In rectangle ABCD with sides AB = 10 and BC = 16.5 point L is the middle of AB. On the AD side

In rectangle ABCD with sides AB = 10 and BC = 16.5 point L is the middle of AB. On the AD side, the points A, M, N and D are sequentially located in such a way that AM: MN: ND = 1: 17: 15. Find the area of the triangle MNP, where P is the intersection point of the segments LN and CM.

In a rectangle, the lengths of the opposite sides are equal, AB = SD = 10 cm, AD = BC = 16.5 cm.

Let the length of the segment AM = X cm, then MN = 17 * X cm, ND = 15 * X cm.

AD = AM + MN + ND = X + 17 * X + 15 * X = 16.5.

33 * X = 16.5 cm.

X = 16.5 / 33 = 0.5 cm.

Then AM = 0.5 cm, MN = 17 * 0.5 = 8.5 cm, ND = 15 * 0.5 = 7.5 cm.

AN = AM + MN = 0.5 + 8.5 = 9 cm.

DM = MN + ND = 8.5 + 7.5 = 16 cm.

Let’s draw the height of the PH of the triangle MPN.

Triangles ALN and PHN are similar in acute angle.

Then: AN / HN = AL / PH. HN = AN * PH / AN = 9 * PH / 5 /.

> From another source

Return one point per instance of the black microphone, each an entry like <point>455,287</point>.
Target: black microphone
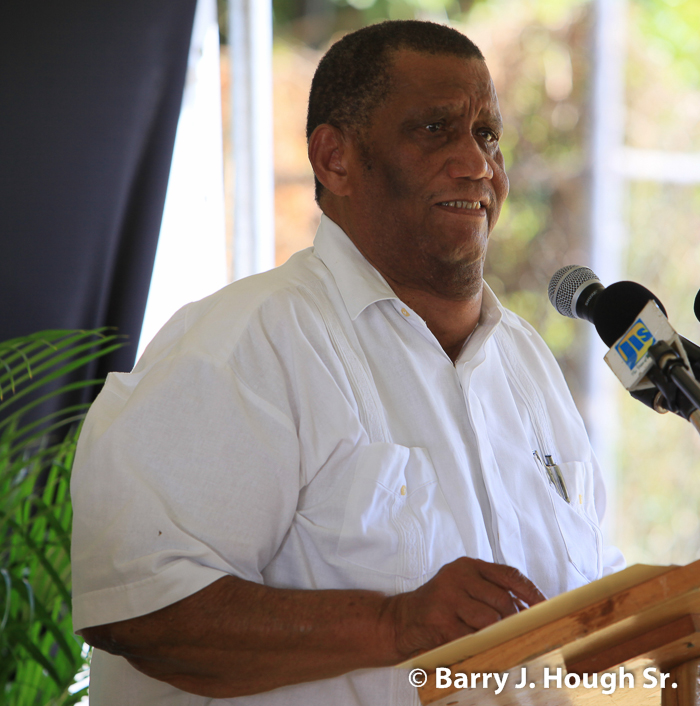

Triangles CDM and MPH are also similar in acute angle.

Then DM / MH = CD / PH. MN = DM * PH / CD = 16 * PH / 10.

HN + MH = MN = 8.5 cm.

Then: 9 * PH / 5 / + 16 * PH / 10 = 8.5 cm.

PH * (9/5 + 16/10) = 8.5.

3.4 * PH = 8.5.

PH = 8.5 / 3.4 = 2.5 cm.

Let us define the area of ​​the triangle MNP.

Smnp = MN * PH / 2 = 8.5 * 2.5 / 2 = 10.625 cm2.

Answer: The area of ​​the MNP triangle is 10.625 cm2.